Sun Xiaojian, Wang Shimeng, Guo Lei, Xin Tao, Song Naiqing
School of Mathematics and Statistics, Southwest University, Chongqing, China.
Southwest University Branch, Collaborative Innovation Center of Assessment for Basic Education Quality, Chongqing, China.
Appl Psychol Meas. 2023 Jun;47(4):328-346. doi: 10.1177/01466216231174559. Epub 2023 May 13.
Items with the presence of differential item functioning (DIF) will compromise the validity and fairness of a test. Studies have investigated the DIF effect in the context of cognitive diagnostic assessment (CDA), and some DIF detection methods have been proposed. Most of these methods are mainly designed to perform the presence of DIF between two groups; however, empirical situations may contain more than two groups. To date, only a handful of studies have detected the DIF effect with multiple groups in the CDA context. This study uses the generalized logistic regression (GLR) method to detect DIF items by using the estimated attribute profile as matching criteria. A simulation study is conducted to examine the performance of the two GLR methods, GLR-based Wald test (GLR-Wald) and GLR-based likelihood ratio test (GLR-LRT), in detecting the DIF items, the results based on the ordinary Wald test are also reported. Results show that (1) both GLR-Wald and GLR-LRT have more reasonable performance in controlling Type I error rates than the ordinary Wald test in most conditions; (2) the GLR method also produces higher empirical rejection rates than the ordinary Wald test in most conditions; and (3) using the estimated attribute profile as the matching criteria can produce similar Type I error rates and empirical rejection rates for GLR-Wald and GLR-LRT. A real data example is also analyzed to illustrate the application of these DIF detection methods in multiple groups.
存在差异项目功能(DIF)的项目会损害测试的有效性和公平性。
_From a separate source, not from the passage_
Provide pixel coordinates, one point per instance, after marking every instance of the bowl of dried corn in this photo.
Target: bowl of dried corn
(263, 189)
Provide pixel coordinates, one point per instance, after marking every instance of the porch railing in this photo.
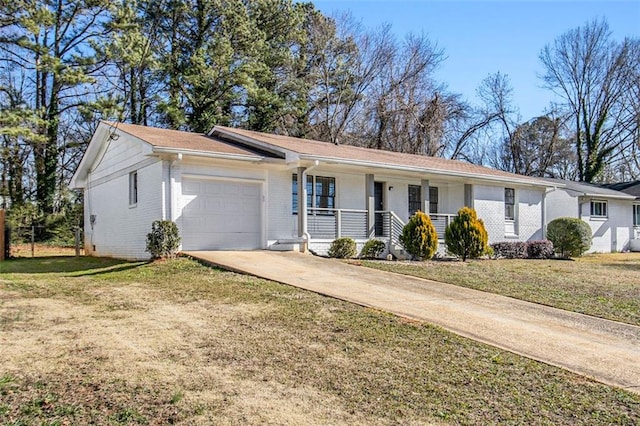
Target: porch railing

已有研究在认知诊断评估(CDA)背景下探究了DIF效应,并提出了一些DIF检测方法。这些方法大多主要用于检测两组之间是否存在DIF;然而,实际情况可能涉及不止两组。迄今为止,在CDA背景下,仅有少数研究检测了多组的DIF效应。本研究使用广义逻辑回归(GLR)方法,以估计的属性概况作为匹配标准来检测DIF项目。进行了一项模拟研究,以检验两种GLR方法,即基于GLR的Wald检验(GLR-Wald)和基于GLR的似然比检验(GLR-LRT)在检测DIF项目方面的性能,还报告了基于普通Wald检验的结果。结果表明:(1)在大多数情况下,GLR-Wald和GLR-LRT在控制I型错误率方面比普通Wald检验具有更合理的性能;(2)在大多数情况下,GLR方法的实际拒绝率也高于普通Wald检验;(3)以估计的属性概况作为匹配标准,GLR-Wald和GLR-LRT的I型错误率和实际拒绝率相似。还分析了一个实际数据示例,以说明这些DIF检测方法在多组中的应用。